Reading this thread over a year later, I’m struck by something I got wrong and something I got right.
When I first started researching AI mediation in 2023 (and later founded TheMediator.AI), I assumed emotional intelligence would be the biggest hurdle. I thought we’d spend years waiting for models to become good enough at understanding people.
That turned out to be the easy part.
Frontier language models have advanced much faster than I expected. They can recognize emotions, reframe positions, identify common ground, and often respond with remarkable emotional awareness.
What surprised me is that none of those capabilities turned out to be the hard engineering problem.
The difficult part is procedural neutrality.
A mediator isn’t simply an intelligent conversationalist. It has to remain equally fair to two people with competing narratives. It has to know what information should remain private, what can be shared, when to challenge assumptions, when to de-escalate, when to stop entirely, and how to avoid gradually aligning with whichever person happens to be more persuasive.
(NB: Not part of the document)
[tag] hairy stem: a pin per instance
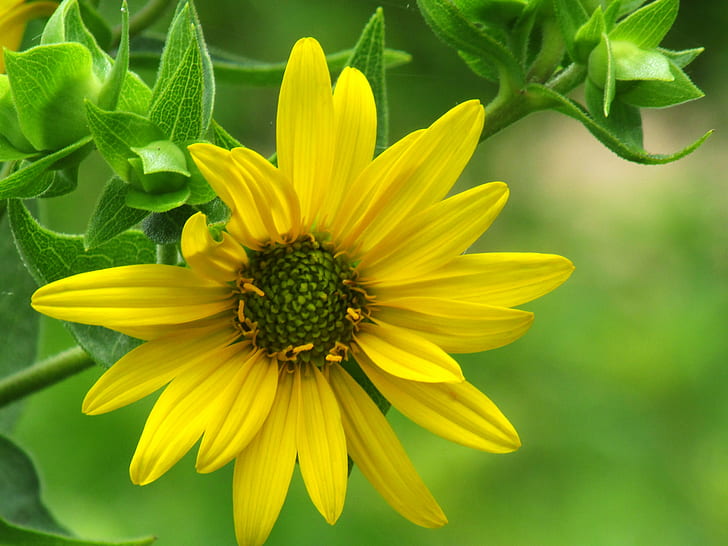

In other words, the model isn’t the mediator.
The process is the mediator.
The language model is one component inside a much larger system of state management, safety boundaries, consent, structured questioning, and governance. Those pieces determine whether two people actually perceive the process as fair.
If anything, I think the biggest lesson from the past year is that AI mediation is becoming less of a language-model problem and more of a systems-design problem.
As models continue improving, they’ll become increasingly interchangeable. The real differentiation won’t come from who has access to the newest model, it will come from who designs the most trustworthy mediation process around it.
That’s where I now believe the future of AI mediation really lies.